C’est une question de fond très importante, en tout cas. Je fais partie d’un courant que je crois largement majoritaire à la Licra et qui souhaiterait que la couleur de peau des uns et des autres ne paraisse pas importante pour évaluer telle ou telle situation. Par exemple, quand Barack Obama avait été élu la première fois, je me souviens que des journalistes m’avaient appelé pour me demander si cela signifiait que le racisme était mort selon moi. Croyez-moi, j’aurais rêvé que ce soit le cas, mais j’aurais également aimé que l’on parle de l’élection du président américain sans devoir évoquer sa couleur de peau.

Ces partisans des annulations de concert sont-ils des alliés de votre cause?

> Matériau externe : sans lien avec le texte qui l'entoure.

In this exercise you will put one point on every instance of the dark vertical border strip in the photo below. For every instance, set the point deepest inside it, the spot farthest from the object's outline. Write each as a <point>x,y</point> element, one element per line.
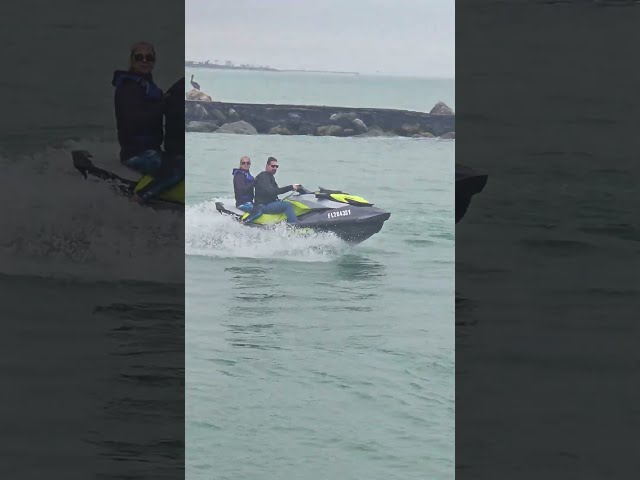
<point>547,254</point>
<point>91,285</point>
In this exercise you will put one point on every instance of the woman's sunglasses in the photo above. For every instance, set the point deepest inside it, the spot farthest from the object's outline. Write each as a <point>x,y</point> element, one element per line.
<point>138,57</point>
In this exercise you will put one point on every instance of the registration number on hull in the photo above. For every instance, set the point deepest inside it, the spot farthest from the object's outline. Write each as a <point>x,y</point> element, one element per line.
<point>339,213</point>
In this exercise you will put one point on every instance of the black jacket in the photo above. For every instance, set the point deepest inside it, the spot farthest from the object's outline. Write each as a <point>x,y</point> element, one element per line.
<point>243,184</point>
<point>267,189</point>
<point>139,110</point>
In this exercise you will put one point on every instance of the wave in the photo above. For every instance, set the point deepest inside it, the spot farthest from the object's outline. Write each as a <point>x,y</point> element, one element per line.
<point>210,234</point>
<point>56,224</point>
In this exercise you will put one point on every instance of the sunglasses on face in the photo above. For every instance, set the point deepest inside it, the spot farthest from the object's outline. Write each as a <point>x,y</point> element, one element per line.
<point>139,57</point>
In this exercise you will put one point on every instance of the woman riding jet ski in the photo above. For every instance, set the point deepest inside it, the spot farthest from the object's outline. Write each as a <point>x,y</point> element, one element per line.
<point>350,217</point>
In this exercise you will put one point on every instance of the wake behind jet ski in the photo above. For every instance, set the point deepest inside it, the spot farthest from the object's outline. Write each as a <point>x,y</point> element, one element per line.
<point>468,183</point>
<point>350,217</point>
<point>172,199</point>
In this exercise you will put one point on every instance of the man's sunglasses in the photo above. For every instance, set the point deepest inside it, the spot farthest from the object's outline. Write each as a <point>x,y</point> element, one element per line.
<point>138,57</point>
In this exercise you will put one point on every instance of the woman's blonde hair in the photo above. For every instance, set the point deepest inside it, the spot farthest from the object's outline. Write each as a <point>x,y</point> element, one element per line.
<point>137,45</point>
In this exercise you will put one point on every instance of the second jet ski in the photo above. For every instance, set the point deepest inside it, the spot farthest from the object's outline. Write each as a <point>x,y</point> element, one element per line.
<point>172,199</point>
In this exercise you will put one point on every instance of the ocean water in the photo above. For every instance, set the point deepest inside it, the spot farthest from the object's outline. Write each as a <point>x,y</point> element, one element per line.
<point>298,88</point>
<point>308,358</point>
<point>89,311</point>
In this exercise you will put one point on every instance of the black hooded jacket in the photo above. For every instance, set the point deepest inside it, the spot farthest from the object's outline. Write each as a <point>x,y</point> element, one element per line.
<point>139,108</point>
<point>267,190</point>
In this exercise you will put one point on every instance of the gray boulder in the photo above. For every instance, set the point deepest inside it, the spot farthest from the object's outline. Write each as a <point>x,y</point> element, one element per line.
<point>330,131</point>
<point>293,120</point>
<point>279,130</point>
<point>345,120</point>
<point>200,113</point>
<point>424,135</point>
<point>408,130</point>
<point>219,116</point>
<point>359,126</point>
<point>239,128</point>
<point>232,116</point>
<point>376,131</point>
<point>441,108</point>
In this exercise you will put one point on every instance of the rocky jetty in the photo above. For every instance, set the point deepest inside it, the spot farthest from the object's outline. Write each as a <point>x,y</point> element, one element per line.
<point>243,118</point>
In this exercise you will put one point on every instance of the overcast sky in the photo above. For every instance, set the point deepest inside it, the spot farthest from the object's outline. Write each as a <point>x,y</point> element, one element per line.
<point>392,37</point>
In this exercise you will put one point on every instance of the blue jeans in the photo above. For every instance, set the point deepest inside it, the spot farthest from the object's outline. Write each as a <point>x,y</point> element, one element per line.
<point>246,207</point>
<point>150,162</point>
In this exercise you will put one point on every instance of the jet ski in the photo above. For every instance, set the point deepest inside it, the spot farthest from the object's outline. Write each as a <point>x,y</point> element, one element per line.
<point>172,199</point>
<point>468,183</point>
<point>350,217</point>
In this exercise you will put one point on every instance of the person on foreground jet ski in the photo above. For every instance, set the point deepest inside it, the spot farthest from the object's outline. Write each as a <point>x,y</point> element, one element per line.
<point>243,183</point>
<point>139,109</point>
<point>266,194</point>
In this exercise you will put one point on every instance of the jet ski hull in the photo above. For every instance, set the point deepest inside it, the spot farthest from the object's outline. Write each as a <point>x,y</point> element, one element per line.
<point>468,184</point>
<point>353,224</point>
<point>172,199</point>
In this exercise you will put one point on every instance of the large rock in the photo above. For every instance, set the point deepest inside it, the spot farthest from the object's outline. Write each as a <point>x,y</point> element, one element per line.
<point>294,120</point>
<point>424,135</point>
<point>345,120</point>
<point>220,117</point>
<point>232,116</point>
<point>200,127</point>
<point>330,131</point>
<point>376,131</point>
<point>408,129</point>
<point>359,126</point>
<point>240,128</point>
<point>198,96</point>
<point>279,130</point>
<point>441,108</point>
<point>200,113</point>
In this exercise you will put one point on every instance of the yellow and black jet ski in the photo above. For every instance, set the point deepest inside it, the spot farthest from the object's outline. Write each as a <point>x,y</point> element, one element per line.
<point>172,199</point>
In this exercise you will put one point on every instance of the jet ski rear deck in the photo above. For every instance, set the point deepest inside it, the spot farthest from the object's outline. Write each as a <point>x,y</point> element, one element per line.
<point>82,162</point>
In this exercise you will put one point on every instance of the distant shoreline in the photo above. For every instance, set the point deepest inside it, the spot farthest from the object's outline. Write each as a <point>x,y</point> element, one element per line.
<point>212,66</point>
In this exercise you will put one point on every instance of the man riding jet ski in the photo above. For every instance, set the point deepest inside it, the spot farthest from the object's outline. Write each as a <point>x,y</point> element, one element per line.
<point>468,184</point>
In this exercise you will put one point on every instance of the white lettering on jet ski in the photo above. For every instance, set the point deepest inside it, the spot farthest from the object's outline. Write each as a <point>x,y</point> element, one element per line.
<point>339,213</point>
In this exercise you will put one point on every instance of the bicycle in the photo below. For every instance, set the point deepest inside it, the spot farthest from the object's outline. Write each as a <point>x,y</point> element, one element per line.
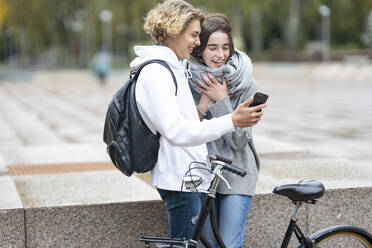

Leurs valeurs ne sont pas totalement contraires aux nôtres dans la mesure où le but poursuivi par les uns et les autres reste l’égalité. Mais il y a une vision déterministe qui consiste à dire que si vous êtes d’origine africaine, européenne ou asiatique, vous n’avez pas le droit de vous intéresser aux mêmes choses. Cette idée d’un ancrage culturel extrêmement marqué me paraît largement contre-productive. Elle pose des problèmes bien plus importants que des annulations de concert, car elle remet en cause un certain universalisme auquel nous sommes attachés.

Est-ce qu’il n’y a pas aussi un conflit de générations entre militants antiracistes, qui s’exprime actuellement?

On peut peut-être observer la même chose au niveau du combat féministe: oui, il y a un décalage générationnel qui s’accroît et qui m’inquiète. Face à cette situation, j’aimerais réunir tout le monde autour de la table. Encore une fois, il me semble important de souligner que nous avons des buts semblables les uns et les autres, même si nous divergeons sur les méthodes à employer pour les poursuivre. Dès lors, pourquoi ne pas convoquer des assises regroupant toutes les associations luttant contre les discriminations sous toutes les formes pour mieux se comprendre? Je l’avais fait il y a plus de dix ans et je pense que c’est le moment de remettre le couvert. Je ne suis cependant pas naïf, et je sais bien que certains refuseraient de se joindre à un tel événement. Mais c’est parce que ce sera difficile que ce sera intéressant.